Tuesday, April 27, 2010

Linux BASH tip - How to subtract arrays

So I needed a BASH code snippet to subtract arrays...

What I mean by "subtracting arrays" is actually set difference like so -

IF
array1="A B C D E F G H"
array2="C B D G"
THEN
array1-array2 = "A E F H"

Note that the arrays (strings with space separated terms really) need not be in any particular order. Also it's not be clear from the example above but in my solution duplicates are automatically removed.

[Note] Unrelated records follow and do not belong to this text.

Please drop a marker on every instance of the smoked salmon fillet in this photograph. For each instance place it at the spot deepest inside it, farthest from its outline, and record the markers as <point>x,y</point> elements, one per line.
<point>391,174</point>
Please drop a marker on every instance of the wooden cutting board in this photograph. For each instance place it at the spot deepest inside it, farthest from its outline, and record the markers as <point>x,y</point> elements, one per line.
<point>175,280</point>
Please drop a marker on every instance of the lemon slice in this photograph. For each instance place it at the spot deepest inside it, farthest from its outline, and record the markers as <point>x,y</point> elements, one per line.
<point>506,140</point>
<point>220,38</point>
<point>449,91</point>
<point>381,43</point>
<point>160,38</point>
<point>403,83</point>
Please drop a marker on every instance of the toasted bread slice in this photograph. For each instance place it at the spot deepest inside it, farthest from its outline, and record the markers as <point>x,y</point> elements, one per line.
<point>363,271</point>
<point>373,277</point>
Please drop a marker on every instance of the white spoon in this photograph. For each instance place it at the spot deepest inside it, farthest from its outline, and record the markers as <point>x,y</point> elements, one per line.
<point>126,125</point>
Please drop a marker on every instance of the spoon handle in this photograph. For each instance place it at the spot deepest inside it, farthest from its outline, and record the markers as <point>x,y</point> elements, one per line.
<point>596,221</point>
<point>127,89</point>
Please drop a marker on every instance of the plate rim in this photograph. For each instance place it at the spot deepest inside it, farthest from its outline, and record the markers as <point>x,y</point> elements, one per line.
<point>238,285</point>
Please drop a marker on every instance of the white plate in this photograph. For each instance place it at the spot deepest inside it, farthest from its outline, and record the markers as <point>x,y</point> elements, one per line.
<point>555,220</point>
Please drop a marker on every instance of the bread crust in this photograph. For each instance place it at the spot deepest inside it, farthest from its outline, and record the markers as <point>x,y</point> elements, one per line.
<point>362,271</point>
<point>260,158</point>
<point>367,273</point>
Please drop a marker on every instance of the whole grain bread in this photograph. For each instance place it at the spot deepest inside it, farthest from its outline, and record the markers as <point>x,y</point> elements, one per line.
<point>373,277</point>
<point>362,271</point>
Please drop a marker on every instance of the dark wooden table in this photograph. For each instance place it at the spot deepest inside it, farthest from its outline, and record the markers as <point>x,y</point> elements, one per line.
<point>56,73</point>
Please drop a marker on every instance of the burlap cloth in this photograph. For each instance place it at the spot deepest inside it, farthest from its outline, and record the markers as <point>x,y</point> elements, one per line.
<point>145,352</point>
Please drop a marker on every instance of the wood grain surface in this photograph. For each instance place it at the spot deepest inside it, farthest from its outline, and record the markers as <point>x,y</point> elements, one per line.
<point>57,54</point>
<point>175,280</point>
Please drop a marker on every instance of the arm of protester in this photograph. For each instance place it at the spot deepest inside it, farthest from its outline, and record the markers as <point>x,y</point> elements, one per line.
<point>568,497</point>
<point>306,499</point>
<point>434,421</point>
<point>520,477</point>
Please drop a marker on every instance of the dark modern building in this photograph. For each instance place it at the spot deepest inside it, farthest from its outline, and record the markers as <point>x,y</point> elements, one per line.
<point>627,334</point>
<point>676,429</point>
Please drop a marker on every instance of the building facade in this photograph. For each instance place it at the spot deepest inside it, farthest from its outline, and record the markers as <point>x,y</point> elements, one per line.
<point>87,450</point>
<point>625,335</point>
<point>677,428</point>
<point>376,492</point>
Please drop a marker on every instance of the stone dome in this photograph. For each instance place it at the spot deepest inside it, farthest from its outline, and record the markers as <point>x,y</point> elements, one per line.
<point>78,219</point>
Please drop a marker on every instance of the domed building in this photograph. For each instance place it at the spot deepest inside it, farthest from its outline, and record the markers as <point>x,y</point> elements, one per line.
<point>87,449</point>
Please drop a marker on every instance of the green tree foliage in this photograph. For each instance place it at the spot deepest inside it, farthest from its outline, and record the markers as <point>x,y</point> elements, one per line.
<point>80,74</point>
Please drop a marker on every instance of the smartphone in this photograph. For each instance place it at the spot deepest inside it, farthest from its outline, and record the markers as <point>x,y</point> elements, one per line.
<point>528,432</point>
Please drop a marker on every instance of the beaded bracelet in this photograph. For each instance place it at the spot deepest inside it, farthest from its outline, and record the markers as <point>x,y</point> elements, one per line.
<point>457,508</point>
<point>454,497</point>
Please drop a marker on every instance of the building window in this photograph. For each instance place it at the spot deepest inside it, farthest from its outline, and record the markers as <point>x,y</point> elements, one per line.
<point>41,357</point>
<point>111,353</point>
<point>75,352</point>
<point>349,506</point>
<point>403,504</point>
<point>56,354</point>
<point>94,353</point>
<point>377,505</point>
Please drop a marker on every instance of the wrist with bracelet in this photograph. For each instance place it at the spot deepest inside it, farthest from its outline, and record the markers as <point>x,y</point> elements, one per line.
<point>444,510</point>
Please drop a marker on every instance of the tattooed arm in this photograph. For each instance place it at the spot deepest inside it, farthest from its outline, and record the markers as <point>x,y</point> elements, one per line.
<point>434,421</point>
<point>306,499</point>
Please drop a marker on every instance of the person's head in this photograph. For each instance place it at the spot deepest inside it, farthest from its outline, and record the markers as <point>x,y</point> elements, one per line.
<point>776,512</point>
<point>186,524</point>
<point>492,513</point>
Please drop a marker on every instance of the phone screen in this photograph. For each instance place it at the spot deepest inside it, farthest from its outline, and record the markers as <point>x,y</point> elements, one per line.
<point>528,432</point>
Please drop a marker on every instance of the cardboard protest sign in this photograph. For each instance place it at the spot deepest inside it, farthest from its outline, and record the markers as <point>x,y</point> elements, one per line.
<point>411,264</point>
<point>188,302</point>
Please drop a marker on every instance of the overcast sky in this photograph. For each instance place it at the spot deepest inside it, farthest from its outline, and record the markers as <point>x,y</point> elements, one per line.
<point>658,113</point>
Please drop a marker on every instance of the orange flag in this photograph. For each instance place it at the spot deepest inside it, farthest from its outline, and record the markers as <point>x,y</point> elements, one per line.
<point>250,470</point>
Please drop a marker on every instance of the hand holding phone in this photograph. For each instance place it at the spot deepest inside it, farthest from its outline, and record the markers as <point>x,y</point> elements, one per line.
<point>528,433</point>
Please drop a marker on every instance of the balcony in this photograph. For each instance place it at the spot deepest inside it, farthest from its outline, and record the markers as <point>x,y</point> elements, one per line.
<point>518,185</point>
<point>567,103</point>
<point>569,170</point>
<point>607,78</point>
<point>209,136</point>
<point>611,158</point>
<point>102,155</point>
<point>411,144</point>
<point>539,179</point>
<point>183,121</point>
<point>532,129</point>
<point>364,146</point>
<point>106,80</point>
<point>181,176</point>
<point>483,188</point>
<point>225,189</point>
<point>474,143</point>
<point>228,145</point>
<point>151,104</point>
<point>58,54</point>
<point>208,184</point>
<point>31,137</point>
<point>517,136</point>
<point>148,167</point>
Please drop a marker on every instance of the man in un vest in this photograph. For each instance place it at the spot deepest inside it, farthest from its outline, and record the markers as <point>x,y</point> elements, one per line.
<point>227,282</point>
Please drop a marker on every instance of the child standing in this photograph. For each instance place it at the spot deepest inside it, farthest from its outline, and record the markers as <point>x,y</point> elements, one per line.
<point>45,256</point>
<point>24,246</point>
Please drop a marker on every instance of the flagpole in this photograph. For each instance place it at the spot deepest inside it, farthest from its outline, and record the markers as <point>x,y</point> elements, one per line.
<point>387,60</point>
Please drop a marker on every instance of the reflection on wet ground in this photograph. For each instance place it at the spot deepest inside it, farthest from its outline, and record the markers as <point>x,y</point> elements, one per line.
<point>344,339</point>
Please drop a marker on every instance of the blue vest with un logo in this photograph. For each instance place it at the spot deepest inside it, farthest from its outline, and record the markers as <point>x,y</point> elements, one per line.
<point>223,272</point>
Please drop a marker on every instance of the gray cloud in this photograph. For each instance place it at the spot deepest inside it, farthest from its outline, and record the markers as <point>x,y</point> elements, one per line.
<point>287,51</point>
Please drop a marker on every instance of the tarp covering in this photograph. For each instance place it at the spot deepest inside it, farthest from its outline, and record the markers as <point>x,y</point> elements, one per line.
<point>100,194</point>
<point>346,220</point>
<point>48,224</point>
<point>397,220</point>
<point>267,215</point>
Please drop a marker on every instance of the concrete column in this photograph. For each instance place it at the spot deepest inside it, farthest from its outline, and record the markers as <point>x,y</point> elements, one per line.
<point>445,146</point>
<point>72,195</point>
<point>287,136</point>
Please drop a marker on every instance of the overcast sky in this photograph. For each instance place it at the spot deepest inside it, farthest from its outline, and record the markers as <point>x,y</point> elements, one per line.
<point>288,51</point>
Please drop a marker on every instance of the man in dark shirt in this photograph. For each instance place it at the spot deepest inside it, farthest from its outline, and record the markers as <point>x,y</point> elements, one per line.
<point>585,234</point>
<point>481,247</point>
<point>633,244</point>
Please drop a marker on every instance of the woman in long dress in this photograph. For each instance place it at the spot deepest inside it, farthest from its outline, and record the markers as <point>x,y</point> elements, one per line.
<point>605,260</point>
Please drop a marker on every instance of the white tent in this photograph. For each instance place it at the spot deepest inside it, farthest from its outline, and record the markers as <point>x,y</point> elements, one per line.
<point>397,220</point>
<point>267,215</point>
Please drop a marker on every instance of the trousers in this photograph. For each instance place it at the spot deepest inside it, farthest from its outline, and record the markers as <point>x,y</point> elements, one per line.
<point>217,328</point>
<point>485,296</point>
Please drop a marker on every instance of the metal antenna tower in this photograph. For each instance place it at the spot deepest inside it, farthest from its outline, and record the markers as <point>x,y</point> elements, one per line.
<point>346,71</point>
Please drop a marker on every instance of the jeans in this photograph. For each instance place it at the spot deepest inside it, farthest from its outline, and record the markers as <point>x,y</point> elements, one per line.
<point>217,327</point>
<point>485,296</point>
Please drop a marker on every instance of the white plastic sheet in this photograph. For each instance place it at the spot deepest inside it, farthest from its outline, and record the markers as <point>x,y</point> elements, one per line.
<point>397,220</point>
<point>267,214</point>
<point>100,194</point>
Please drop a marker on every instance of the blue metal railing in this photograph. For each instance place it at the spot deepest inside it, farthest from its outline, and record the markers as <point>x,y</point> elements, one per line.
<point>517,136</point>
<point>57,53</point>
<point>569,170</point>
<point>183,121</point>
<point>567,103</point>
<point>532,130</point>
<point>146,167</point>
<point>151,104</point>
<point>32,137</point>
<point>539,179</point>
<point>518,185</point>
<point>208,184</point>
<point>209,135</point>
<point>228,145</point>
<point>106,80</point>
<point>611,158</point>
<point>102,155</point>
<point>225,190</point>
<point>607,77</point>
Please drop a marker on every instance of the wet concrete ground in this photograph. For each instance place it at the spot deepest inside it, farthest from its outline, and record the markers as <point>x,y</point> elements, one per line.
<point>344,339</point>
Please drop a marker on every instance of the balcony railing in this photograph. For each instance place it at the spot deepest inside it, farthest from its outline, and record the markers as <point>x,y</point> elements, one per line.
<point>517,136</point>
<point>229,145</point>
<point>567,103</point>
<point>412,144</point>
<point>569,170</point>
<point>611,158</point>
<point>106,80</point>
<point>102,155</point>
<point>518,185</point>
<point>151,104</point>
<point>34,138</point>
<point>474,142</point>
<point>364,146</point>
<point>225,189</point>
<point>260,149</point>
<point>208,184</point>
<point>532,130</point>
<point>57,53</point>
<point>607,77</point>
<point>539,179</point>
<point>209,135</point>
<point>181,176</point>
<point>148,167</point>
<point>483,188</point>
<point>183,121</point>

So without further ado here's the code -

$ array1="A B C D E F G H"
$ array2="C B D G"
$ finalResult=`comm -23 <(echo ${array1} | sed 's/ /\n/g' | sort -u) <(echo ${array2} | sed 's/ /\n/g' | sort -u)`
$ echo $finalResult
A E F H

It uses the cool "comm" which comes installed on Linux by default. Comm basically compares two sorted files line by line and can give you lines only in a particular file and not the other; In other words the "difference" between two files. This is basically all we needed. We do need to sort the inputs (which removes duplicates as well) before we pass them to comm, hence the use of 'sort'. And we need to convert 'space' to 'newline' before we can pass the strings to sort, hence the use of 'sed'. Piping it all together, we have a nice little one liner.

1 comment:

fepede said...

very smart use of comm, thanks for the post!